Jean-Pierre Landau, celebre funzionario statale e studioso francese, ha recentemente rilasciato un resoconto sulle criptovalute, nel quale afferma che regolamentare questa tecnologia in maniera diretta non è "né desiderabile né necessario".

Soprannominato "Monsieur Bitcoin" dalla comunità, Landau compara innovazioni tecnologiche e finanziarie, arrivando a conclusioni che potrebbero sorprendere alcuni membri dell'industria: a suo parere infatti l'eccessiva regolamentazione delle criptovalute rappresenterebbe "un triplice pericolo".

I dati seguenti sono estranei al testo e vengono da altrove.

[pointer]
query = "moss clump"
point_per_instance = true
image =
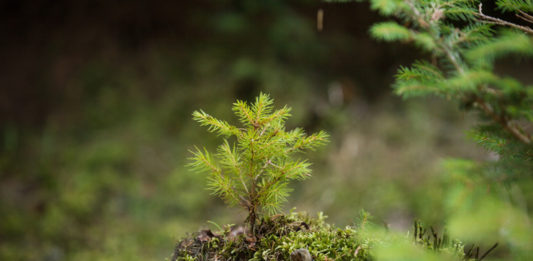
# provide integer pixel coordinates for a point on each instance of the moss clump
(277, 237)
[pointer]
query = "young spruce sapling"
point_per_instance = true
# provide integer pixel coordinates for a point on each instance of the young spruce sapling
(255, 162)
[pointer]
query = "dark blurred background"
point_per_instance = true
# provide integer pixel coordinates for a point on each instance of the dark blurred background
(95, 119)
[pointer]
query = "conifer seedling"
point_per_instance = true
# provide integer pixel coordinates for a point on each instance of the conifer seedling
(254, 164)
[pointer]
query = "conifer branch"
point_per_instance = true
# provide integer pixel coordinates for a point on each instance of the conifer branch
(525, 16)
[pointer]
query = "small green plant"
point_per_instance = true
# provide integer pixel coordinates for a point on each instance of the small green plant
(255, 170)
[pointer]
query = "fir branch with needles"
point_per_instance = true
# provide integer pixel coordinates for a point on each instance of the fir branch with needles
(465, 45)
(255, 169)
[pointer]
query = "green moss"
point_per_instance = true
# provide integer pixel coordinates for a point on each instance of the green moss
(279, 236)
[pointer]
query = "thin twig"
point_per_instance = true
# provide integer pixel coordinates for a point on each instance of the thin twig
(526, 16)
(494, 20)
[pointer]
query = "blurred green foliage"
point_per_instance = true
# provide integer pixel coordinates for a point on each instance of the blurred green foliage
(92, 159)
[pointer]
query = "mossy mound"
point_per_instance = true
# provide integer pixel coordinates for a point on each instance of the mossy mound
(279, 236)
(276, 238)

"La regolamentazione diretta non è desiderabile, in quanto ci costringerebbe a definire, classificare e di conseguenza soffocare oggetti essenzialmente fluidi e ancora indeterminati", scrive l'uomo in una sezione del documento dedicata alle criptovalute. Continua poi affermando:

"Il pericolo è triplice: congelare la rapida evoluzione della tecnologia, non riuscire a comprendere la reale natura dell'oggetto che si desidera regolamentare, e spingere l'innovazione verso l'elusione delle regolamentazioni. Al contrario, le normative dovrebbero essere neutrali da un punto di vista tecnologico: a tale fine, bisognerebbe disciplinare i soggetti, non il prodotto stesso".

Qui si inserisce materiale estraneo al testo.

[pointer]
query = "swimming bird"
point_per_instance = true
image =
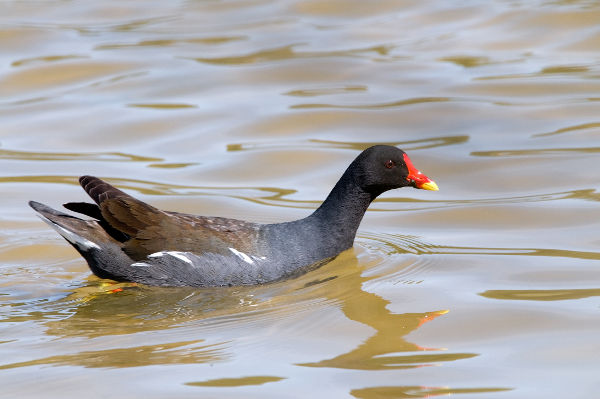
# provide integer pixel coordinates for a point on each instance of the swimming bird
(129, 240)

Il resoconto contiene inoltre numerosi esempi di diversificazione tra innovazione tecnologica e finanziaria. In particolare, per quanto riguarda quest'ultima Landau preferisce adottare un atteggiamento cauto.

"È necessario scindere innovazione tecnologia, che dovrebbe essere incoraggiata e stimolata, dall'innovazione monetaria e finanziaria, che dovrebbe invece essere esaminata con estrema prudenza", scrive Landau.

"Nella fase corrente, l'approccio corretto sarebbe quello di lasciare che le criptovalute, e l'innovazione che queste porterebbero, si sviluppino nel reame virtuale da esse occupato, tentando di evitare e confinare qualsiasi contagio".